Gilroy – A development plan that will rescue Bonfante Gardens from looming bankruptcy received quick approval Monday night from City Council members eager to see the park continue on its path to financial recovery.
Following a 10-minute presentation by the city’s planning manager and brief comments from Chris Truebridge, president of Shapell Industries of Northern California, City Council spent five minutes unanimously approving a series of ordinances that allow the developer to build on a block of land now owned by Bonfante. Councilman Russ Valiquette, who works for the park, recused himself from the voting.
“It’s a good thing for Gilroy in many ways,” Mayor Al Pinheiro said following the approvals. “Hopefully Bonfante will make Gilroy a destination place.”
The development proposal allows the nonprofit park to sell 32.9 acres on its eastern border to Shapell, which will use the land to build 118 new homes as a northern adjunct to its Eagle Ridge golf course and residential community. The approval means that in coming months, Shapell will release millions of dollars to Bonfante, allowing the nonprofit horticultural park to keep up with interest payments to bond investors while reducing its $70-million debt load to a more-manageable $14 million.

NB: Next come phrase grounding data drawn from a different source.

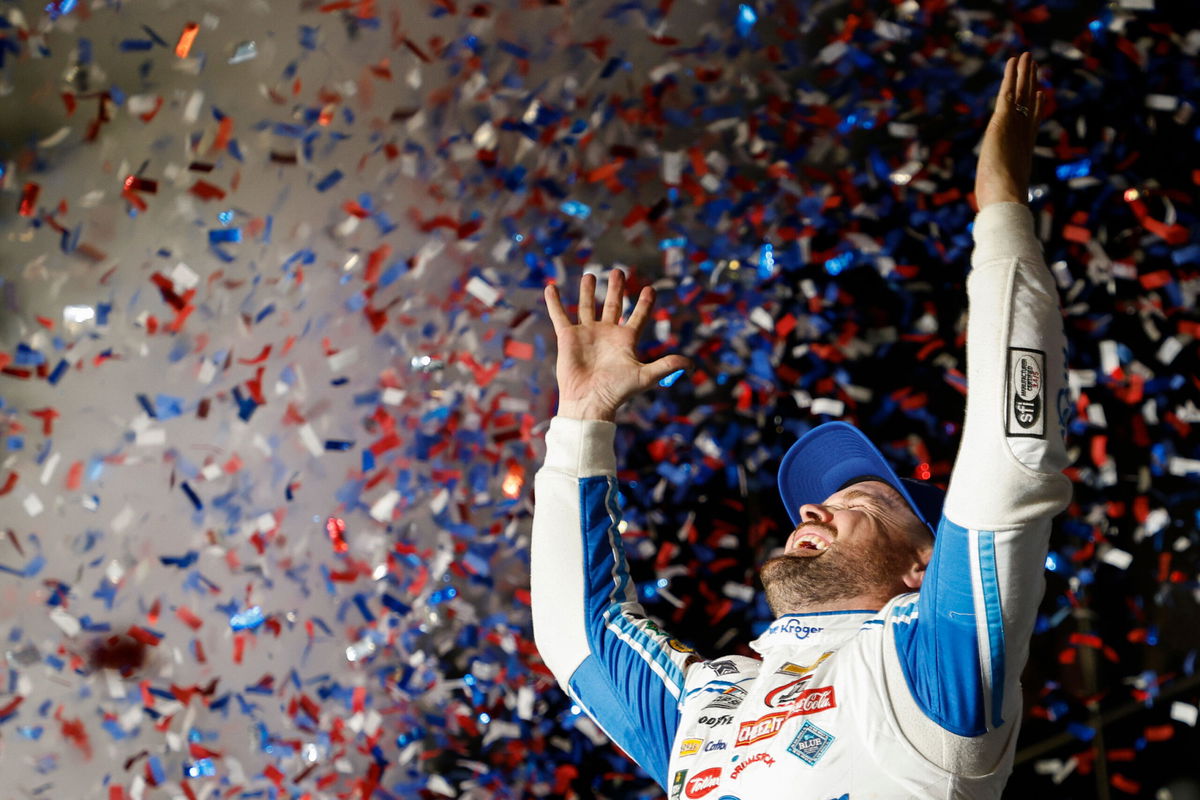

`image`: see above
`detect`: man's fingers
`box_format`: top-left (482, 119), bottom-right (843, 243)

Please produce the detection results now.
top-left (1000, 55), bottom-right (1016, 104)
top-left (544, 284), bottom-right (571, 335)
top-left (1032, 91), bottom-right (1045, 144)
top-left (578, 272), bottom-right (596, 324)
top-left (601, 268), bottom-right (625, 324)
top-left (1025, 55), bottom-right (1037, 105)
top-left (1015, 52), bottom-right (1031, 106)
top-left (624, 286), bottom-right (655, 334)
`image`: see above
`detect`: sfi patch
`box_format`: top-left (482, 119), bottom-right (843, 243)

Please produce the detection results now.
top-left (787, 720), bottom-right (836, 766)
top-left (1006, 347), bottom-right (1046, 439)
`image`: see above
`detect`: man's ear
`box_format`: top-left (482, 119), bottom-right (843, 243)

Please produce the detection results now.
top-left (901, 545), bottom-right (933, 591)
top-left (901, 561), bottom-right (927, 591)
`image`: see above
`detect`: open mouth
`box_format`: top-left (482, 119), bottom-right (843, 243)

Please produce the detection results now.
top-left (788, 531), bottom-right (832, 556)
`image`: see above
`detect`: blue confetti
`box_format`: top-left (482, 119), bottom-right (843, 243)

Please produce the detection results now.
top-left (658, 369), bottom-right (685, 388)
top-left (1055, 159), bottom-right (1092, 180)
top-left (315, 169), bottom-right (344, 192)
top-left (735, 4), bottom-right (757, 37)
top-left (229, 605), bottom-right (265, 631)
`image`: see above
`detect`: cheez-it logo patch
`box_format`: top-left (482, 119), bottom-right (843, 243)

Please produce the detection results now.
top-left (736, 712), bottom-right (788, 746)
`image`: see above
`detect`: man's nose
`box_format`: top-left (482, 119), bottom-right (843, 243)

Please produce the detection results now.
top-left (797, 503), bottom-right (834, 524)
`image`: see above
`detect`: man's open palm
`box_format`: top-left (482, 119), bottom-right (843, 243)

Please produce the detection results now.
top-left (976, 52), bottom-right (1045, 209)
top-left (545, 270), bottom-right (690, 421)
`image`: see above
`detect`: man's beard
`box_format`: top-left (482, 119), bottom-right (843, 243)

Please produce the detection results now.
top-left (760, 524), bottom-right (919, 616)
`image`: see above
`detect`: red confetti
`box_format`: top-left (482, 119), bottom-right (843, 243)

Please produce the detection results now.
top-left (18, 182), bottom-right (39, 216)
top-left (503, 339), bottom-right (534, 360)
top-left (175, 21), bottom-right (199, 58)
top-left (326, 517), bottom-right (349, 553)
top-left (175, 606), bottom-right (204, 630)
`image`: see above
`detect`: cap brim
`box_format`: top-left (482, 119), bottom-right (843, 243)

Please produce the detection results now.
top-left (778, 421), bottom-right (944, 536)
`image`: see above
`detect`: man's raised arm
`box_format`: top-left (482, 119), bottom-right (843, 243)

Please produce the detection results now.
top-left (885, 53), bottom-right (1074, 774)
top-left (531, 271), bottom-right (698, 789)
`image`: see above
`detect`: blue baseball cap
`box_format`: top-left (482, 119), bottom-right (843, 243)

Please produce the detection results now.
top-left (778, 421), bottom-right (945, 537)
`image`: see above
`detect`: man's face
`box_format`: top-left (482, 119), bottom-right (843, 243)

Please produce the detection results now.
top-left (760, 480), bottom-right (934, 616)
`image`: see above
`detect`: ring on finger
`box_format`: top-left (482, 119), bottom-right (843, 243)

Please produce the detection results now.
top-left (1013, 102), bottom-right (1030, 117)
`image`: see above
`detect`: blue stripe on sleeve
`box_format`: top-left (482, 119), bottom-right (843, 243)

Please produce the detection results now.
top-left (976, 530), bottom-right (1007, 729)
top-left (892, 517), bottom-right (989, 737)
top-left (568, 475), bottom-right (684, 789)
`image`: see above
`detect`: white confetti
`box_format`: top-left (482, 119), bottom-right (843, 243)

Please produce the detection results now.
top-left (1145, 93), bottom-right (1177, 110)
top-left (1098, 340), bottom-right (1120, 375)
top-left (327, 346), bottom-right (359, 373)
top-left (662, 151), bottom-right (683, 184)
top-left (1100, 548), bottom-right (1133, 570)
top-left (299, 424), bottom-right (323, 457)
top-left (370, 490), bottom-right (401, 522)
top-left (811, 398), bottom-right (845, 416)
top-left (1170, 702), bottom-right (1198, 726)
top-left (465, 275), bottom-right (502, 307)
top-left (170, 261), bottom-right (200, 290)
top-left (111, 504), bottom-right (134, 533)
top-left (749, 307), bottom-right (774, 332)
top-left (39, 452), bottom-right (60, 485)
top-left (49, 607), bottom-right (81, 636)
top-left (23, 493), bottom-right (44, 517)
top-left (1168, 456), bottom-right (1200, 476)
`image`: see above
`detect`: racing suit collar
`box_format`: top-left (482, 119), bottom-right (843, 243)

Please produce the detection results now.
top-left (749, 609), bottom-right (877, 656)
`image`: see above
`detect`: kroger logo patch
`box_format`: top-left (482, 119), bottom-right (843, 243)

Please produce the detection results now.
top-left (787, 720), bottom-right (835, 766)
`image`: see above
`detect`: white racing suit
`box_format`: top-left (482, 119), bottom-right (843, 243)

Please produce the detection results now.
top-left (531, 203), bottom-right (1072, 799)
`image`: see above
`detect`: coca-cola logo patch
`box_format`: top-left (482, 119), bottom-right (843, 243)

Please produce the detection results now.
top-left (782, 686), bottom-right (837, 715)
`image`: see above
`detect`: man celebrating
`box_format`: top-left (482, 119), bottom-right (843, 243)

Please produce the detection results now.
top-left (532, 53), bottom-right (1069, 799)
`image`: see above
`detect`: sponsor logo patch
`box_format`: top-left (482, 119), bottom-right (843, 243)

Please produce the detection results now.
top-left (703, 684), bottom-right (748, 710)
top-left (776, 651), bottom-right (834, 677)
top-left (765, 618), bottom-right (824, 640)
top-left (708, 659), bottom-right (739, 676)
top-left (698, 714), bottom-right (734, 727)
top-left (764, 676), bottom-right (811, 707)
top-left (705, 740), bottom-right (728, 752)
top-left (736, 712), bottom-right (788, 746)
top-left (769, 684), bottom-right (837, 715)
top-left (787, 720), bottom-right (836, 766)
top-left (679, 738), bottom-right (703, 757)
top-left (668, 638), bottom-right (697, 654)
top-left (684, 767), bottom-right (722, 799)
top-left (671, 770), bottom-right (688, 800)
top-left (1006, 347), bottom-right (1046, 438)
top-left (729, 752), bottom-right (776, 780)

“Without the project, we would not have had a Bonfante Gardens in the very near future,” said a relieved Bob Kraemer, president of Bonfante Gardens’ board of directors. The park will exhaust its reserve fund to make an estimated $1 million in interest payments to bondholders in May. The next payment, due in November, is expected to come from Shapell’s payments for the Bonfante land.
Only one person appeared before the council Monday night to voice minor concerns, including taking issue with Shapell’s plans to switch from a guarded gatehouse to a phone-operated gate at its Santa Teresa Boulevard entrance. Councilmen felt the concern is an issue for homeowners to address to the developer. The existing zoning and regulatory guidelines addressed the remaining concerns of the individual, who expressed support for the project overall.
“I think the process worked,” said Truebridge, referring to the lack of any significant opposition to the project. “We approached the homeowners before we ever approached the city and we allowed them to express their concerns about the project and went back there two or three times to address those concerns. It’s all about building a consensus. That’s the hard part. If we were making this presentation and we had a 100 homeowners down here telling them not to approve it, City Council would not feel good about acting.”
City Council has scheduled a special session April 11 for a final public reading of the ordinances – the last part of the bureaucratic process needed to move forward with the project.
To help restructure Bonfante Gardens’ debt, the City Council in August unanimously approved the park’s request for 99 housing permits on the property, an exception to the city’s growth-control law. Shapell has shifted 19 units approved previously as part of its Eagle Ridge development to the current proposal.
Under the approved plan, the new 118-house addition will have dual entry points. Primary access to the new homes will be through the Eagle Ridge development; secondary access through an existing gate at Bonfante Gardens is planned for weekday hours, but will be limited during the park’s peak weekend hours.
The nonprofit park posted nearly $23 million in losses during its first two seasons of operation, according to financial statements released in September. It did, however, post a profit in 2003 and figures for the first three quarters of 2004 indicate another profitable year.
“It’s nice to see that the community rallied around the park,” said Chris Lippman, a bond broker in Reno, Nev., whose firm represents $2 million worth of investments in Bonfante. “It bodes well for the community, for the park and for the bondholders. Time will prove that the park is beneficial overall for the area.”